5) Evaluation (CRISP-DM methodology)

Methodology Overview

In the Evaluation phase of CRISP-DM, we assessed and compared the performance of three machine learning models: - Logistic Regression - Random Forest - Gradient Boosting

This step involved a detailed analysis of various metrics and visual tools to determine the model best suited to predict customer churn. The methodology applied includes:

✅ 5.1. Model Performance Metrics

Accuracy: Overall correctness of predictions.
Precision: Correct positive predictions over all predicted positives.
Recall: Correct positive predictions over all actual positives.
F1-Score: Harmonic mean of precision and recall.
ROC AUC: Measures model’s ability to distinguish between classes.

📈 5.2. ROC Curve

Visualizes the trade-off between the True Positive Rate and False Positive Rate at various thresholds.

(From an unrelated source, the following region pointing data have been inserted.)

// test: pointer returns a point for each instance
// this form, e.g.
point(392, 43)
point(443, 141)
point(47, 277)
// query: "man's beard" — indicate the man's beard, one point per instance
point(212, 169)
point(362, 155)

🔁 5.3. Precision-Recall Curve

Useful for imbalanced datasets.
Shows the trade-off between precision and recall.

🧮 5.4. Confusion Matrix

Matrix that shows true positives, true negatives, false positives, and false negatives for each model.

📊 5.5. Lift Curve

Evaluates the effectiveness of the model in identifying high-risk customers compared to random selection.

💡 5.6. Feature Importance

Identifies which features contribute the most to the model’s predictions (for tree-based models).

📏 5.7. Calibration Curve

Assesses how well the predicted probabilities align with the actual outcomes.

These evaluation methods ensure a comprehensive and reliable comparison of the models’ performance before deployment.

5.1) ROC Curve Analysis for Churn Prediction Models

ROC Curve Analysis for Churn Prediction Models

The ROC (Receiver Operating Characteristic) Curve illustrates the trade-off between the True Positive Rate (Recall) and the False Positive Rate for different classification thresholds. The Area Under the Curve (AUC) provides a single metric that summarizes model performance across all thresholds.

Key Insights:

Gradient Boosting achieved the highest AUC (0.8204), indicating the best ability to discriminate between churners and non-churners among the evaluated models.
Logistic Regression and Random Forest yielded nearly identical AUCs (0.8087 and 0.8081, respectively), performing only slightly below Gradient Boosting.
All models significantly outperform the random guess baseline (diagonal line), showing that they are effective at classifying churn vs. no churn.
The ROC curves are relatively close to each other, suggesting that although Gradient Boosting has a small edge, the performance difference among models is not dramatic.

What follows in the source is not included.